In response to a column last week by the SouthtownStar’s Phil Kadner in which the boy’s father detailed the incident, the public relations firm for Microsoft Xbox offered the following tips:
Adjustable family settings enable parents to choose play and viewing settings for their families, so kids only see age-appropriate content, and to configure their account settings to customize what information is shared and the level of online communication with others.
Features of Xbox Live family settings include:
Intelligent default settings for children, teens and adults. When “Console Safety” is turned on, Xbox automatically assigns default privacy and activity settings for each member, based on age.

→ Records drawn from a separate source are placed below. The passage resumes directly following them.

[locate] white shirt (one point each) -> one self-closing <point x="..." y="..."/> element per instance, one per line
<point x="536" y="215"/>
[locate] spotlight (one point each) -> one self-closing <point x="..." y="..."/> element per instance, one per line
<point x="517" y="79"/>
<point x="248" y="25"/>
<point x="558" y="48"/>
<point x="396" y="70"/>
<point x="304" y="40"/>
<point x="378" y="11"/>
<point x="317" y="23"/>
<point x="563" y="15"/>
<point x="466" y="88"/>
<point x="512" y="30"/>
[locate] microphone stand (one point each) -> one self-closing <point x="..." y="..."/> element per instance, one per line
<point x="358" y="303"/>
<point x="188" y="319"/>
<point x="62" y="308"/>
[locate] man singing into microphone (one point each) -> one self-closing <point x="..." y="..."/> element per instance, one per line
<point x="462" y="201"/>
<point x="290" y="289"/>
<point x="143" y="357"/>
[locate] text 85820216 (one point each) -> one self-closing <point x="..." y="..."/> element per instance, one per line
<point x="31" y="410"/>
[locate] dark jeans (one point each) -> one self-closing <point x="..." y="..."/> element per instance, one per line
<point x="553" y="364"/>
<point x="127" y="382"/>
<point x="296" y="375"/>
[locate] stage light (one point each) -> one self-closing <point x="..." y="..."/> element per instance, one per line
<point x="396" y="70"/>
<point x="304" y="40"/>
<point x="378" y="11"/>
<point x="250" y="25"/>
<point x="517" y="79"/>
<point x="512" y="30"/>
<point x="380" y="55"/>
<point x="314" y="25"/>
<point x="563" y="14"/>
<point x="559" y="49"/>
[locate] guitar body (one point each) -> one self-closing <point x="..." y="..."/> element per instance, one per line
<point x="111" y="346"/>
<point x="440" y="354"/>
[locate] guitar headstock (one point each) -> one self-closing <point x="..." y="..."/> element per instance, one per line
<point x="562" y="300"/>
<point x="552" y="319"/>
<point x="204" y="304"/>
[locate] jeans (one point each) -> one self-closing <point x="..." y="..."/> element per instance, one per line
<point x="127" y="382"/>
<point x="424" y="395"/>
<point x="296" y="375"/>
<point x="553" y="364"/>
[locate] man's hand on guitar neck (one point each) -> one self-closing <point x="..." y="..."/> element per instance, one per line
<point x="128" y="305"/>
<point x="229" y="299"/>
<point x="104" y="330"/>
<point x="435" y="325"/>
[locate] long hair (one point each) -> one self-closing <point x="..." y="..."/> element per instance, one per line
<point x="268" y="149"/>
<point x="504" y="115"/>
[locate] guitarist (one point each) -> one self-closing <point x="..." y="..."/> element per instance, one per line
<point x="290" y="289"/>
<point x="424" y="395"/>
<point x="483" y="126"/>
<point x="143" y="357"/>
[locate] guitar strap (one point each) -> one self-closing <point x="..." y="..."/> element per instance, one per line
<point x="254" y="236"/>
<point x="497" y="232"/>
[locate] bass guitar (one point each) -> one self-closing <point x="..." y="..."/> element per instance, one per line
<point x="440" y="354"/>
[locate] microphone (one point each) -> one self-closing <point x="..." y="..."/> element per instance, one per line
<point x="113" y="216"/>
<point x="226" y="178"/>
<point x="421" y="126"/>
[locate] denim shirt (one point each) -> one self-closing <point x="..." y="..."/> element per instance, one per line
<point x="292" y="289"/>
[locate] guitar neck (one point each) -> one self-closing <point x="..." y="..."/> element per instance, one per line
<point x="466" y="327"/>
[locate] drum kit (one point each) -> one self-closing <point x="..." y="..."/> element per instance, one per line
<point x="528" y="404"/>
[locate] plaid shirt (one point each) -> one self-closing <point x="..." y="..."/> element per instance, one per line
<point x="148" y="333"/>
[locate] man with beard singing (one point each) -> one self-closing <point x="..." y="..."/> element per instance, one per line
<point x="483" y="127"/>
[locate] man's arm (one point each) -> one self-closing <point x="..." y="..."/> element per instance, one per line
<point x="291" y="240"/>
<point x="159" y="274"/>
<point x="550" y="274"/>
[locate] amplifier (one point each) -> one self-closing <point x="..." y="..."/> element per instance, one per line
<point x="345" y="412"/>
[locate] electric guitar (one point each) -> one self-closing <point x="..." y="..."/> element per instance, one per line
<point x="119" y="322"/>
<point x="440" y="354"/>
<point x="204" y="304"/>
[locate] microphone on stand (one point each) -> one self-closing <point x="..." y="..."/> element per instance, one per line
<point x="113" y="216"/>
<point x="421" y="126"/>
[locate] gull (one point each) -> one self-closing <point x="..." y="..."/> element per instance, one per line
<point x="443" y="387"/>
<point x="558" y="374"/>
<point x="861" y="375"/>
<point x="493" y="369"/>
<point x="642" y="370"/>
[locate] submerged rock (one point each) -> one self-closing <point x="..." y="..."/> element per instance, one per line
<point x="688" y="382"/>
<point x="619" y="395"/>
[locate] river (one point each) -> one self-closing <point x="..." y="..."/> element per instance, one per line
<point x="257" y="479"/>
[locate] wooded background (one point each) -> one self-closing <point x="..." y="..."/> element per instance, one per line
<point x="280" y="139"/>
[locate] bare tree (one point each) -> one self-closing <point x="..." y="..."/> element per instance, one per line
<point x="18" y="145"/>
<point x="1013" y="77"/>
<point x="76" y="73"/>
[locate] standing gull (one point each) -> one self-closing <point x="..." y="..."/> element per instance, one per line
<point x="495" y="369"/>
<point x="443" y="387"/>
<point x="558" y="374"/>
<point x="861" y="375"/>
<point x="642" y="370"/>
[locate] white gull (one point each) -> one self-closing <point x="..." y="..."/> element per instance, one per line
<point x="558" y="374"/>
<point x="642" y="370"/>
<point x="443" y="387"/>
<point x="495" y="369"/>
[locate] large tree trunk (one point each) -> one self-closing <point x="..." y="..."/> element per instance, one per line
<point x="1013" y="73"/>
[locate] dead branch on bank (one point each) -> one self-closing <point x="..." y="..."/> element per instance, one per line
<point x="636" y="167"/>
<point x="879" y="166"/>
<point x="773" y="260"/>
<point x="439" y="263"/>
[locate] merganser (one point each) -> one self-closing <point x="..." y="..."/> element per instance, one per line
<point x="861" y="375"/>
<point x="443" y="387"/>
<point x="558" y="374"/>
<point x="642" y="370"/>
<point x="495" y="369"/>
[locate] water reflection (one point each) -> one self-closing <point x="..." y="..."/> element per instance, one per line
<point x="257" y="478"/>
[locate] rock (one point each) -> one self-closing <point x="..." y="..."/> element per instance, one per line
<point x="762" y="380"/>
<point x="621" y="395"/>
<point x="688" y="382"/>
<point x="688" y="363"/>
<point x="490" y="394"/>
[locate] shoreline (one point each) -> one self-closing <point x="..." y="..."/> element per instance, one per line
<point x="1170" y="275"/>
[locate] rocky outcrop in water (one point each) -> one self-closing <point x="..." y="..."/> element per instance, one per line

For example, “child” profiles — the default settings for kids under 13 — block a variety of online activities, such as profile sharing and text, voice and video chat, and automatically turn on “Family Programming.” These settings can later be individually customized.
Family Programming. When turned on, this feature prevents the display of mature content on the dashboard and highlights family-friendly entertainment.
Parents can completely customize the online safety settings for each individual profile to:
Decide whether their child can participate in multiplayer gaming, video chat, and voice or text messaging.
Decide whom their kids can communicate with online, and choose who can see their child’s profile or friends list and what information their child can see about others.
Microsoft is extending its controls to its Kinect games, as well, according to an email from the company’s public relations firm. Video Kinect allows users to video chat over Xbox Live. For “child” profiles, this feature is turned off; but parents can decide to allow the child to interact with friends only or anyone.